Deci-Hz gravitational waves from the self-interacting axion cloud around the rotating stellar mass black hole

TL;DR

This paper investigates the complex evolution of axion condensates around rotating black holes, revealing deci-Hz gravitational wave signals from mode transitions that could be detected by future observatories.

Contribution

It provides the first numerical analysis of axion condensate evolution including higher multipole modes without simplifying approximations, predicting observable gravitational wave signatures.

Findings

Higher multipole modes are excited during axion evolution.

Gravitational waves are emitted mainly from mode transitions with angular quantum numbers differing by two.

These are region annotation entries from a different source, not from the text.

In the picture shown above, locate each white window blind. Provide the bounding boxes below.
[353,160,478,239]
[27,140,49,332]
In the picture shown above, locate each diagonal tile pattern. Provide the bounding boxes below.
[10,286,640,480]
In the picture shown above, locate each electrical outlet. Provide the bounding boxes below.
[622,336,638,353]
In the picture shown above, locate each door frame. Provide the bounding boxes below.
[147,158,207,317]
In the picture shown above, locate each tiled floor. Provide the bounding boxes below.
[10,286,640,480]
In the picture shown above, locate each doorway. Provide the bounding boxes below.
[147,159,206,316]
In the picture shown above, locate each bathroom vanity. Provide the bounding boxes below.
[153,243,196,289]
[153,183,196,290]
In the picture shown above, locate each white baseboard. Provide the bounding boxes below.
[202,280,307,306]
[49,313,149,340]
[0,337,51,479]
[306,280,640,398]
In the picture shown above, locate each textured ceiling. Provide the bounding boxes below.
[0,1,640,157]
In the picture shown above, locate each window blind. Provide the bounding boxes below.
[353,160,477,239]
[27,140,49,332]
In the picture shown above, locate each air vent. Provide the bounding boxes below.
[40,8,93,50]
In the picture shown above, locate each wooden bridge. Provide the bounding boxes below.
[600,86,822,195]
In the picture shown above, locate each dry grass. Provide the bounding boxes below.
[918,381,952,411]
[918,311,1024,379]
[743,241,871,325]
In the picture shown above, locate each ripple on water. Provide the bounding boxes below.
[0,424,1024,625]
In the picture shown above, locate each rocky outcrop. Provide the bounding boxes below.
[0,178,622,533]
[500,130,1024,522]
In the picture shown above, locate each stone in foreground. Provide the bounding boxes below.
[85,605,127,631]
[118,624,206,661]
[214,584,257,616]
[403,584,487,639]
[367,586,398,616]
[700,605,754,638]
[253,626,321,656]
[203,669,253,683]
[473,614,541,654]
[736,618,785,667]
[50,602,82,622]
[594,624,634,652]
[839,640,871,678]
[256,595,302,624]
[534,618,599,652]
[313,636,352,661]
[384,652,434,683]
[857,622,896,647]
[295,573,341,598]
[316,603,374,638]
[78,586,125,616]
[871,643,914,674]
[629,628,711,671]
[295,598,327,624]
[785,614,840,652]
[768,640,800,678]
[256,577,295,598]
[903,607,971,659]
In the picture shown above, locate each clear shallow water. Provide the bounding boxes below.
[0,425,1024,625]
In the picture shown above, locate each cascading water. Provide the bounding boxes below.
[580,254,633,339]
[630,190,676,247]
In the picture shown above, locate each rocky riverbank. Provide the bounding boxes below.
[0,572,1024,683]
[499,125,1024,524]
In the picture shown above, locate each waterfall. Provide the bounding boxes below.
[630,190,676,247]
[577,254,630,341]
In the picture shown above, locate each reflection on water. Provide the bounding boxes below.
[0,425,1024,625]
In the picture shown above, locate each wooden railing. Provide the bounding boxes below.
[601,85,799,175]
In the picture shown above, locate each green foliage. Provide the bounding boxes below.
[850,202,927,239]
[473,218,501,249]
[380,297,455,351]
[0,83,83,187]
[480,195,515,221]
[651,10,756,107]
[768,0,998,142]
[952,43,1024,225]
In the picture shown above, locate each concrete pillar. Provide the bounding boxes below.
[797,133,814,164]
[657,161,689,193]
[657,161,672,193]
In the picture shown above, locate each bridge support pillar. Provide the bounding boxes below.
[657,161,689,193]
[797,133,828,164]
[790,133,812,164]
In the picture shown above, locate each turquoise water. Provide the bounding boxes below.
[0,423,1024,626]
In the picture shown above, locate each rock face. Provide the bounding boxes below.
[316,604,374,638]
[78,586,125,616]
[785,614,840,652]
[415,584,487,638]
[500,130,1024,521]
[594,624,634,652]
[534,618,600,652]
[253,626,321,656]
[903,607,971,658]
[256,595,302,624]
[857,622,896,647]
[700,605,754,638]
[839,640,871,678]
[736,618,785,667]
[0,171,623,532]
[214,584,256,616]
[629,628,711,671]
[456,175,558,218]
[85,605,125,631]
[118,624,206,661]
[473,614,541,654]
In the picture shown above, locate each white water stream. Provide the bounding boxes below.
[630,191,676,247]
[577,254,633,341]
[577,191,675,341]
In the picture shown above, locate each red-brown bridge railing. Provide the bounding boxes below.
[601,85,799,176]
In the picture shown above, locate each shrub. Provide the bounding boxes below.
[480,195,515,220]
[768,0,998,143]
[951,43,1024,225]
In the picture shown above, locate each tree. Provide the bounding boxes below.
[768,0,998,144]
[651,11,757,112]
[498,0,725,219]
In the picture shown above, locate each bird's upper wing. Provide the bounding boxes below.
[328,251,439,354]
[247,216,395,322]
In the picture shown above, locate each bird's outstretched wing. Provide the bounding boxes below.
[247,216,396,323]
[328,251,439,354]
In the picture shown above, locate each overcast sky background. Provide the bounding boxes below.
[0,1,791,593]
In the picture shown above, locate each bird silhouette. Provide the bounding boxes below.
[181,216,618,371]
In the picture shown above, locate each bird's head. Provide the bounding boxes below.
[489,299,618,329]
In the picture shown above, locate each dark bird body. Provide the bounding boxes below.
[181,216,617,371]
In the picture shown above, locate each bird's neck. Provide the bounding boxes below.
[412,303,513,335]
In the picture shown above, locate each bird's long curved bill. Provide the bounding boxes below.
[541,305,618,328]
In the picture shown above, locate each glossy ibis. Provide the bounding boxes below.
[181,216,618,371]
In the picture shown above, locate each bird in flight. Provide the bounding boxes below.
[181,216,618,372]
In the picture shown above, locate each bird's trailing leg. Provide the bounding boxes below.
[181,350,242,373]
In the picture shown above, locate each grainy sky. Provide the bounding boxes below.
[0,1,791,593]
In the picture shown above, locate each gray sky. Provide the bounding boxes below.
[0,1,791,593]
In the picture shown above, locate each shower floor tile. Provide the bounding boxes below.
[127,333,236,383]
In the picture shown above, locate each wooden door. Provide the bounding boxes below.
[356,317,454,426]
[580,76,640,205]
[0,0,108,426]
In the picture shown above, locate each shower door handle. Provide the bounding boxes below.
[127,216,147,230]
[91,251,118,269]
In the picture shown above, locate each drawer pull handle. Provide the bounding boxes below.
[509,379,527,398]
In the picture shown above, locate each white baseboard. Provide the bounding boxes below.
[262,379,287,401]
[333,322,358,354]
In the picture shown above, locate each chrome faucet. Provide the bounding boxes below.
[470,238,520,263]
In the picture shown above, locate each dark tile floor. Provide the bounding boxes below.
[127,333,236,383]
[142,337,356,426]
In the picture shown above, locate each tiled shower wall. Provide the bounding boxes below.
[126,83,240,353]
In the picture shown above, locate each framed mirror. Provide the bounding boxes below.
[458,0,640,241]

Deci-Hz gravitational wave signals from stellar mass black holes are potentially detectable.

Abstract

Gravitational waves from condensates of ultra-light particles, such as axion, around rotating black holes are a promising probe to search for unknown physics. For this purpose, we need to characterize the signal to detect the gravitational waves, which requires tracking the evolution of the condensates, including various effects. The axion self-interaction causes the non-linear coupling between the superradiant modes, resulting in complicated branching of evolution. Most studies so far have considered evolution under the non-relativistic approximation or the two-mode approximation. In this paper, we numerically investigate the evolution of the axion condensate without these approximations, taking higher multipole modes into account. We also investigate the possible signature in gravitational waves from the condensate. We show that the higher multipole modes are excited, leading to the gravitational wave signal by the transition of the axion between different levels. The most prominent signal of gravitational waves arises from the transition between modes with their angular quantum numbers different by two. The gravitational wave signal is emitted in the deci-Hz band for stellar mass black holes, which might be observable with the future gravitational wave detectors.